News / USA

Christie's No. 2 Denies Linking Sandy Funds to Development

FILE - Governor Chris Christie and Lt. Governor Kim Guadagno hold a news conference after visiting residents and touring flood damaged areas from Superstorm Sandy in Moonachie, New Jersey, November 2012.
FILE - Governor Chris Christie and Lt. Governor Kim Guadagno hold a news conference after visiting residents and touring flood damaged areas from Superstorm Sandy in Moonachie, New Jersey, November 2012.
Reuters
New Jersey's lieutenant governor on Monday denied a claim by the mayor of Hoboken that Governor Chris Christie's administration linked release of Superstorm Sandy relief funds to approval of a Hoboken development project.

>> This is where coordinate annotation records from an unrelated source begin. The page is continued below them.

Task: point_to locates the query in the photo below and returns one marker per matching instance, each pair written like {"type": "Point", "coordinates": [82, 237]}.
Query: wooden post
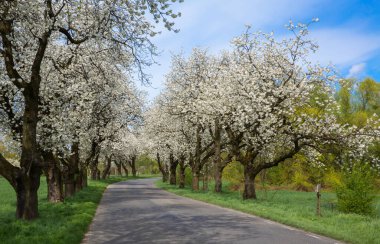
{"type": "Point", "coordinates": [318, 191]}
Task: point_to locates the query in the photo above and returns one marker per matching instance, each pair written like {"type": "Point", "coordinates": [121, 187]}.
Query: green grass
{"type": "Point", "coordinates": [296, 209]}
{"type": "Point", "coordinates": [58, 223]}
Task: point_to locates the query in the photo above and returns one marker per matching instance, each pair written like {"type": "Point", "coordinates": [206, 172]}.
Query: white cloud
{"type": "Point", "coordinates": [356, 70]}
{"type": "Point", "coordinates": [344, 46]}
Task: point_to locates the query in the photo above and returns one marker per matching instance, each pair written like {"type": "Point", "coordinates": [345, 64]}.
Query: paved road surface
{"type": "Point", "coordinates": [136, 211]}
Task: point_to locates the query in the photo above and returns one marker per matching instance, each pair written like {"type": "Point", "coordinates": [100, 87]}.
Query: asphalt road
{"type": "Point", "coordinates": [136, 211]}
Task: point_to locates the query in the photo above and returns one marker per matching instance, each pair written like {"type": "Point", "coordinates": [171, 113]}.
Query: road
{"type": "Point", "coordinates": [136, 211]}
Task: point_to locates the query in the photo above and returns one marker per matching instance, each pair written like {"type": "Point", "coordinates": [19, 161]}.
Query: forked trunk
{"type": "Point", "coordinates": [249, 182]}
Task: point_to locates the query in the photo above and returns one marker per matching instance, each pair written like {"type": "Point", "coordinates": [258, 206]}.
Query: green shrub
{"type": "Point", "coordinates": [188, 176]}
{"type": "Point", "coordinates": [356, 191]}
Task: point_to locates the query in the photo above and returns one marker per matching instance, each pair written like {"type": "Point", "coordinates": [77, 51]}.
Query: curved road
{"type": "Point", "coordinates": [136, 211]}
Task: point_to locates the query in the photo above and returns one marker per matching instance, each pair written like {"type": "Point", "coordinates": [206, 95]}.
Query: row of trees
{"type": "Point", "coordinates": [67, 96]}
{"type": "Point", "coordinates": [261, 104]}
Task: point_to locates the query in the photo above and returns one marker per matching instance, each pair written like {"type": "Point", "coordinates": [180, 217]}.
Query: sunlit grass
{"type": "Point", "coordinates": [58, 223]}
{"type": "Point", "coordinates": [297, 209]}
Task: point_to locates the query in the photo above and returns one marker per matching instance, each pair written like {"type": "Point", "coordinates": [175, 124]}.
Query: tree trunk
{"type": "Point", "coordinates": [107, 168]}
{"type": "Point", "coordinates": [205, 179]}
{"type": "Point", "coordinates": [249, 182]}
{"type": "Point", "coordinates": [125, 169]}
{"type": "Point", "coordinates": [29, 180]}
{"type": "Point", "coordinates": [195, 184]}
{"type": "Point", "coordinates": [79, 181]}
{"type": "Point", "coordinates": [84, 179]}
{"type": "Point", "coordinates": [94, 168]}
{"type": "Point", "coordinates": [118, 167]}
{"type": "Point", "coordinates": [182, 168]}
{"type": "Point", "coordinates": [173, 170]}
{"type": "Point", "coordinates": [26, 192]}
{"type": "Point", "coordinates": [218, 168]}
{"type": "Point", "coordinates": [53, 178]}
{"type": "Point", "coordinates": [132, 163]}
{"type": "Point", "coordinates": [163, 169]}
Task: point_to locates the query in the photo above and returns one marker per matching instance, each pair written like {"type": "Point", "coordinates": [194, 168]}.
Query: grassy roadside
{"type": "Point", "coordinates": [58, 223]}
{"type": "Point", "coordinates": [295, 209]}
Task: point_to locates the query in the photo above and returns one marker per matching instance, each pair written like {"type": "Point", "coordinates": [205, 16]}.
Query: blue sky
{"type": "Point", "coordinates": [348, 32]}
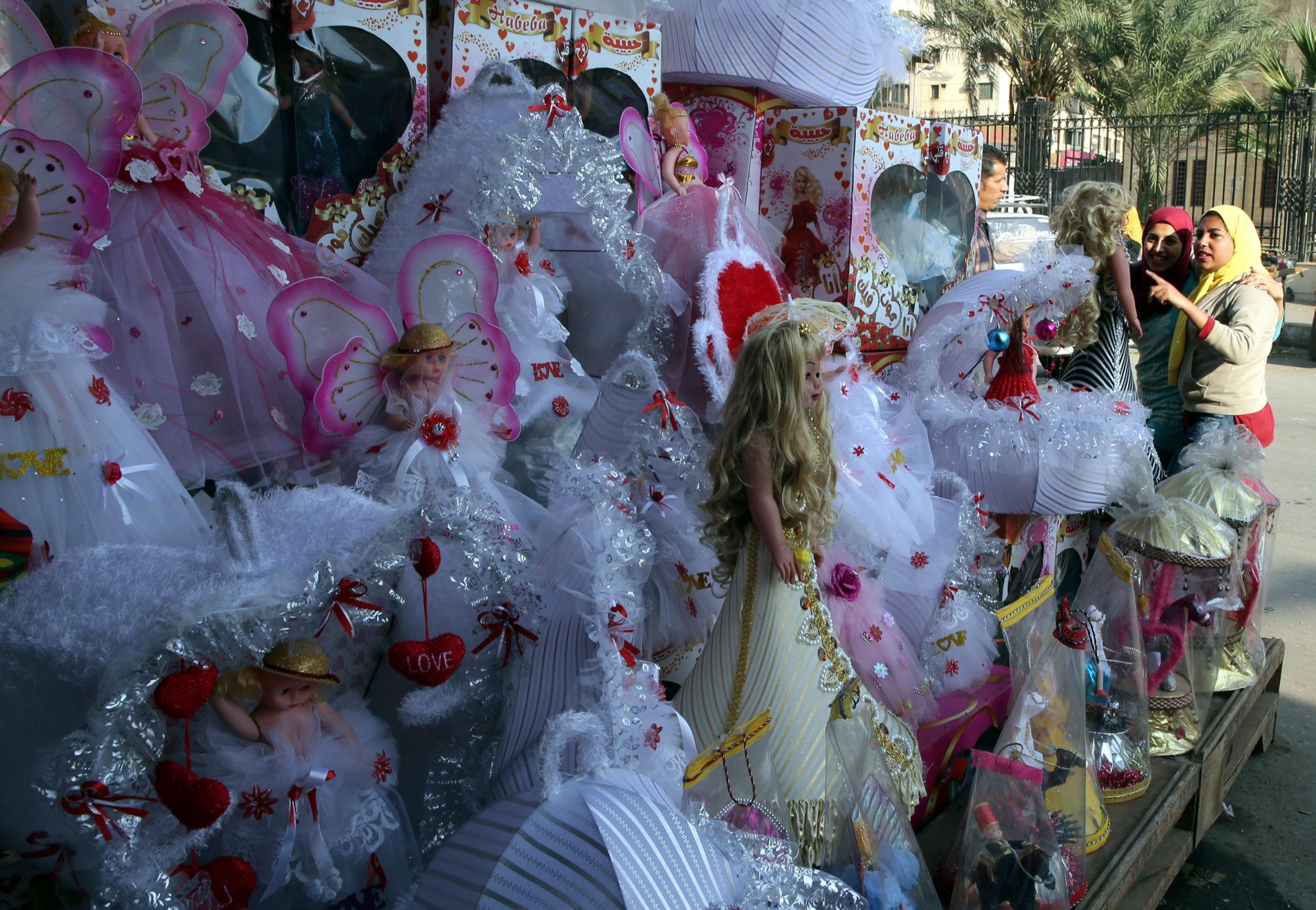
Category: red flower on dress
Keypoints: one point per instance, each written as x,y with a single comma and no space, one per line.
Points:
440,431
99,390
257,802
653,735
15,404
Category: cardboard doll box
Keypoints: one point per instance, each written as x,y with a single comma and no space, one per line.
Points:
964,720
874,210
603,64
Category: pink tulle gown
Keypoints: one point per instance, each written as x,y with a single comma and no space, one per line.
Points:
191,273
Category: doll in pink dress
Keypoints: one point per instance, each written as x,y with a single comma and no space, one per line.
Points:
337,764
191,271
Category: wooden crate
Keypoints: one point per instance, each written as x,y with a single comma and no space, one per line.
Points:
1240,724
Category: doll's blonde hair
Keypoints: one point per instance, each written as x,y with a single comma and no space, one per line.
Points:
768,399
7,178
1091,215
812,188
665,115
245,686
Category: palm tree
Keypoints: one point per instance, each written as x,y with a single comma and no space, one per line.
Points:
1026,39
1156,67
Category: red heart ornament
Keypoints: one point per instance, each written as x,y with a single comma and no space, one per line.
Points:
742,292
429,663
182,694
232,880
198,802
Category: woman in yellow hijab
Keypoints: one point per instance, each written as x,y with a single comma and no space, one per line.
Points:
1224,331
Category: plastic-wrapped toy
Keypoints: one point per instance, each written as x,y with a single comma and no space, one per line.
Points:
315,109
1116,682
1184,556
765,531
1216,473
1028,451
188,269
335,764
79,467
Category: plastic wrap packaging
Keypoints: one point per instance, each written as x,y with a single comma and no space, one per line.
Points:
1115,677
1220,472
733,781
884,862
1027,622
1184,556
1009,853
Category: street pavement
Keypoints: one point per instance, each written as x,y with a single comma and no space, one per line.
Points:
1253,861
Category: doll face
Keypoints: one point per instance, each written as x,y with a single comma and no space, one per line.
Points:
679,132
283,693
429,366
308,65
112,44
503,236
812,384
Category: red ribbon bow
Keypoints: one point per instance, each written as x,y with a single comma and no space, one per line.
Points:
94,798
349,596
502,622
64,855
434,208
555,104
618,630
665,404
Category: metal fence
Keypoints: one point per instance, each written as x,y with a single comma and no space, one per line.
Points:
1258,161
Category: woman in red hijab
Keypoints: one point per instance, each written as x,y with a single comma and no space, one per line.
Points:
1168,252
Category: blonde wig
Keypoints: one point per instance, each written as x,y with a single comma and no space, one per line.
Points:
812,189
766,405
665,115
1091,215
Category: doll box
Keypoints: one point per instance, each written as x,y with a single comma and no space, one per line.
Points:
964,719
874,208
603,64
729,124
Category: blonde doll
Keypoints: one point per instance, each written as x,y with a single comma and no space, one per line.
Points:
1092,215
339,764
770,509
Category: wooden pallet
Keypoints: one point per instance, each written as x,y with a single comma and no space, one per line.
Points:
1240,724
1153,835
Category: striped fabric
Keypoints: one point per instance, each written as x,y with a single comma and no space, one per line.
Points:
814,55
1105,364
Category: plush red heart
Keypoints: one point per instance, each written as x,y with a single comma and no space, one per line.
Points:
742,292
232,880
182,694
198,802
428,663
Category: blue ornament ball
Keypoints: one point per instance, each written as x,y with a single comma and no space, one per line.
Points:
998,340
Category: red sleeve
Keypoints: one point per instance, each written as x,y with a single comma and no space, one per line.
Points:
1263,424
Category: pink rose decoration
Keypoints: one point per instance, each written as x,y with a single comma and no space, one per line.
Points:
845,582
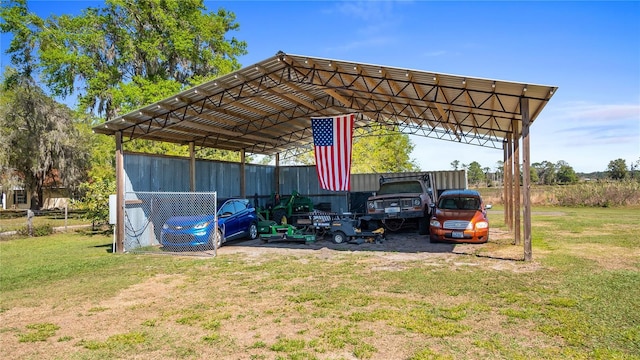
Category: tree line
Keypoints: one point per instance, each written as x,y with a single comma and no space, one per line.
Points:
548,173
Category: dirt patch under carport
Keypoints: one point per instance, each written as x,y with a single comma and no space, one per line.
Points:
408,245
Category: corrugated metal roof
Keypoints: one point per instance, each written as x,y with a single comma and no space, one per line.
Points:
266,108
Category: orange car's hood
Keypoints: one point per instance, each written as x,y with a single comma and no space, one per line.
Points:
457,214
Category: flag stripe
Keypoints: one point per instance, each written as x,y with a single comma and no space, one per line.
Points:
333,140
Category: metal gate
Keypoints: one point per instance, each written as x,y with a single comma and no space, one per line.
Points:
184,222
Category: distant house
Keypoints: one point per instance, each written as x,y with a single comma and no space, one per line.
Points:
15,197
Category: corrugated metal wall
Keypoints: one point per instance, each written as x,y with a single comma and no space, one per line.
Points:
171,174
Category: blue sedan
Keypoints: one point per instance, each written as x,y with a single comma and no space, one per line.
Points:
237,218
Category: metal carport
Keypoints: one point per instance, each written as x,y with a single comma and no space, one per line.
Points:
265,109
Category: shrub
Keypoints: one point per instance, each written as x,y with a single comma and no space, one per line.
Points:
38,230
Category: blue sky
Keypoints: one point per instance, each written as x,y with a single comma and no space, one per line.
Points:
590,50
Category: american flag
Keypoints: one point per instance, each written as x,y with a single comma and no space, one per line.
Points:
332,139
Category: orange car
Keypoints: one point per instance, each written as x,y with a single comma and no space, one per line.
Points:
460,216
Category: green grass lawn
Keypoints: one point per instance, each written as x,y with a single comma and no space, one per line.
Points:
66,296
53,219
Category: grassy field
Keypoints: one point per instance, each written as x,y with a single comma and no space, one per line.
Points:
53,219
66,296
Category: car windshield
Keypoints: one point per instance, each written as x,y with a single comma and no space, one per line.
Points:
400,187
459,203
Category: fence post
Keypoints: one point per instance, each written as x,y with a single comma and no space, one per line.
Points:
30,215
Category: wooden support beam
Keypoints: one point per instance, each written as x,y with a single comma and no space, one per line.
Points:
516,182
243,180
192,167
505,194
526,162
119,194
508,183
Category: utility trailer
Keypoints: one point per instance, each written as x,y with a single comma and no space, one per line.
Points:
349,229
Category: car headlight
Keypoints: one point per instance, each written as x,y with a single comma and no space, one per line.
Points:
201,225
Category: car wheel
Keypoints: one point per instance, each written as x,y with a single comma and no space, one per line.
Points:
217,241
423,226
339,237
253,231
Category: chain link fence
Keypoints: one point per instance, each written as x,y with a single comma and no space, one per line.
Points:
184,222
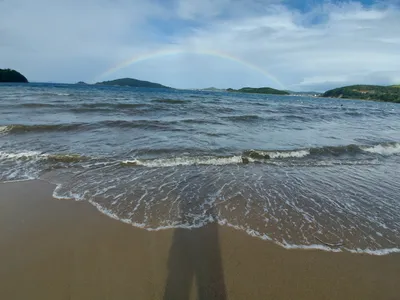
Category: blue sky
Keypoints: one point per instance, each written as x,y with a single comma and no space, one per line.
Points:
298,45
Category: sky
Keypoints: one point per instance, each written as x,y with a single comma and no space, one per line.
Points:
287,44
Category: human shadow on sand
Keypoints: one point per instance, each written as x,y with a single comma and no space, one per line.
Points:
195,261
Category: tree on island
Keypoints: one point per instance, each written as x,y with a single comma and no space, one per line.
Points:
8,75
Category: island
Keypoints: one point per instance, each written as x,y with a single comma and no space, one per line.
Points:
9,75
133,83
366,92
262,90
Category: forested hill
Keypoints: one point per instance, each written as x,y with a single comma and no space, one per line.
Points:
366,92
262,90
8,75
133,83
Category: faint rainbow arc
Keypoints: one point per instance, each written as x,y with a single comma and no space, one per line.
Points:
161,53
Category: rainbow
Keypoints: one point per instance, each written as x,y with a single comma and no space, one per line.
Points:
160,53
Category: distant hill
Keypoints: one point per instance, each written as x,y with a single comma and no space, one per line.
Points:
8,75
262,90
213,89
366,92
310,94
133,83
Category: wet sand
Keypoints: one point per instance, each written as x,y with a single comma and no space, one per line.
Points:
61,249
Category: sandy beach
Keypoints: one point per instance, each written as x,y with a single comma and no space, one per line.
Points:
62,249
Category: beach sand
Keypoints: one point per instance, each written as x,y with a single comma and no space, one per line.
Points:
62,249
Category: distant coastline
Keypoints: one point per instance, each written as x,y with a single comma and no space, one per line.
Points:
357,92
133,83
366,92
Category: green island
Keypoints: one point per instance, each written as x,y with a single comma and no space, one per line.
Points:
366,92
133,83
9,75
262,90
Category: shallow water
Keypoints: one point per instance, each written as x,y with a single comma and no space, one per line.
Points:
294,170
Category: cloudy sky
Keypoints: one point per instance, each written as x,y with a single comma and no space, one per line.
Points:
291,44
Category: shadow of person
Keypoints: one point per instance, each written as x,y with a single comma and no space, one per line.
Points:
195,257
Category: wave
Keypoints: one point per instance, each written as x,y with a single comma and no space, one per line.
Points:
19,128
184,161
383,149
33,105
113,105
145,124
316,156
242,118
170,101
29,155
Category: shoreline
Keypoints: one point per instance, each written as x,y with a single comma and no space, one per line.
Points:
65,249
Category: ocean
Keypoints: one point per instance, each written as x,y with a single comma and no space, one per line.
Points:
297,171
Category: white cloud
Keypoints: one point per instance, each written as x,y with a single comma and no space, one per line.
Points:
331,45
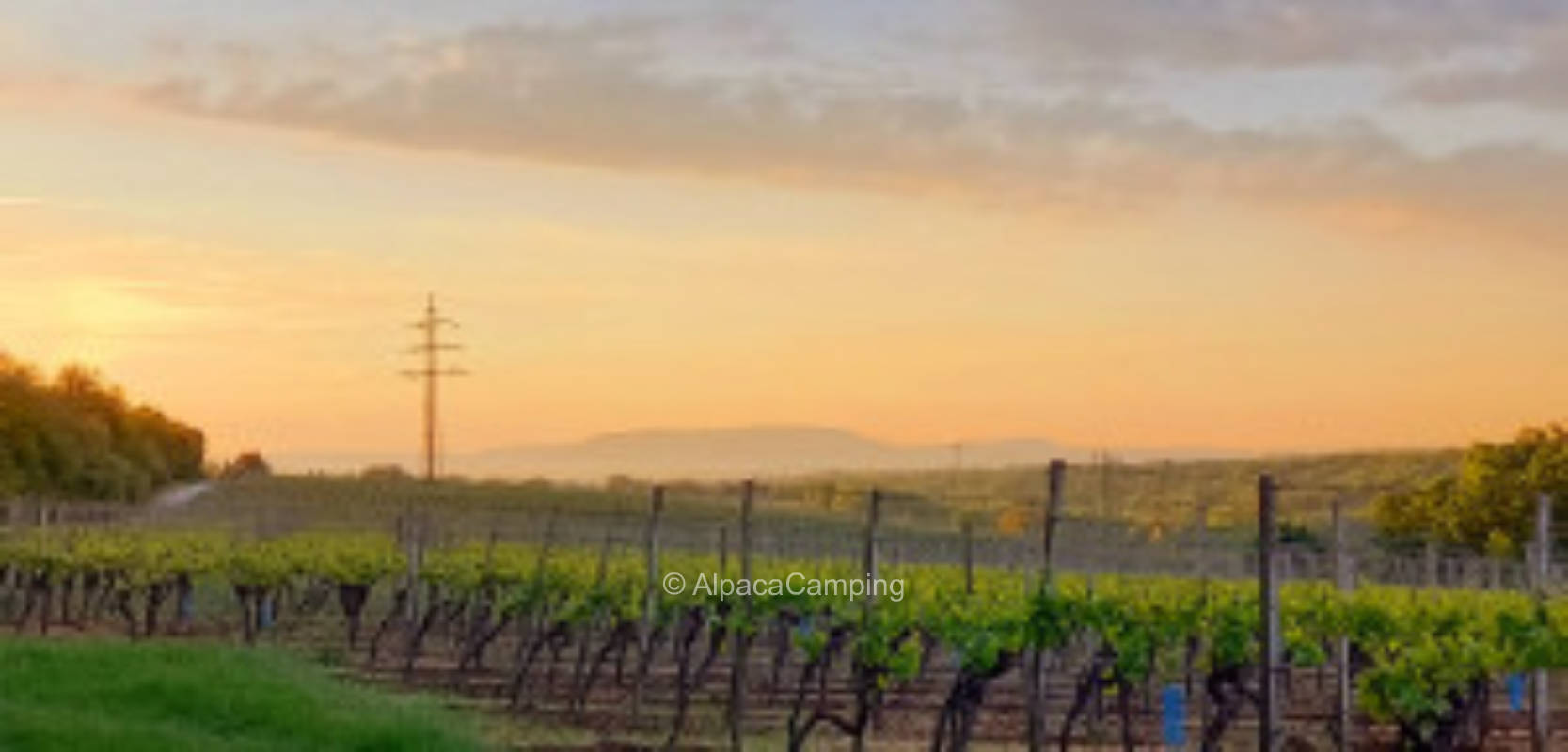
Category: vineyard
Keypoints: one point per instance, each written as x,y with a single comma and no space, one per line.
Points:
963,655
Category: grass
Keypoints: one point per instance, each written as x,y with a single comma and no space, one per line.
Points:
164,697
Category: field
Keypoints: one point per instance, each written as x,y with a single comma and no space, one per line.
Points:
569,634
536,602
157,697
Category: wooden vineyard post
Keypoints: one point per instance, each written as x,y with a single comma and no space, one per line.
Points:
1271,718
970,556
1054,478
1540,697
1203,583
644,638
1344,582
869,564
740,639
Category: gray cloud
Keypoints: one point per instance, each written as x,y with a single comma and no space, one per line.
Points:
1539,80
1271,33
593,96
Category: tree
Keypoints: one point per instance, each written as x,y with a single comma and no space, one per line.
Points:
79,437
1488,502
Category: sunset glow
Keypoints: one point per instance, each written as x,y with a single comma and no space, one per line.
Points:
687,218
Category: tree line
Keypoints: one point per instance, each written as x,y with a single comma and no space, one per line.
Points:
77,437
1487,503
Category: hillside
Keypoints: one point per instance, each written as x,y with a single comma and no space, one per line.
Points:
77,437
726,453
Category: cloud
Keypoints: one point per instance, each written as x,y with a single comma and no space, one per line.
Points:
596,96
1269,33
1539,80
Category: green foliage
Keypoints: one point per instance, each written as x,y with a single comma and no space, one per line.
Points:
71,696
1488,503
79,437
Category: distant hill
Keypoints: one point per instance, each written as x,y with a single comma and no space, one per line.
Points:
738,451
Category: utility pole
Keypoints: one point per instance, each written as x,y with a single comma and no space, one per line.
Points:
430,348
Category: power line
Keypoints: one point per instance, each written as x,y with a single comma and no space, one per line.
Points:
430,348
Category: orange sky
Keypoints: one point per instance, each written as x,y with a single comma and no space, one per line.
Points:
1123,281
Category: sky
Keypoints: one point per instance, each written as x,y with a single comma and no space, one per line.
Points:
1264,226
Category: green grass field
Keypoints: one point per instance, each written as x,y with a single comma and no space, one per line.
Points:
164,697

Hoboken Mayor Dawn Zimmer said Lieutenant Governor Kim Guadagno warned her that Christie would withhold disaster recovery funding if Zimmer did not support a bid by the New York-based Rockefeller Group to build on several blocks in the New Jersey city.

The Democratic mayor's claim has added to political woes for Christie, who is widely seen as a Republican contender for the White House in 2016. Christie already is grappling with a scandal tied to his top aides who seemingly punished the mayor of Fort Lee, New Jersey, by orchestrating chaotic traffic jams at the George Washington Bridge.

Christie has been on a fundraising trip in Florida over the weekend. His spokesman has dismissed the Hoboken mayor's claims as false, as did Guadagno on Monday at a public appearance in Union Beach, New Jersey.

“Mayor Zimmer's version of our conversation in May of 2013 is not only false, but is illogical and does not withstand scrutiny when all of the facts are examined,” said Guadagno.

“Any suggestion that Sandy funds were tied to the approval of any project in New Jersey is completely false,” she said, adding, “Being a Sandy victim myself makes the mayor's allegations particularly offensive to me.”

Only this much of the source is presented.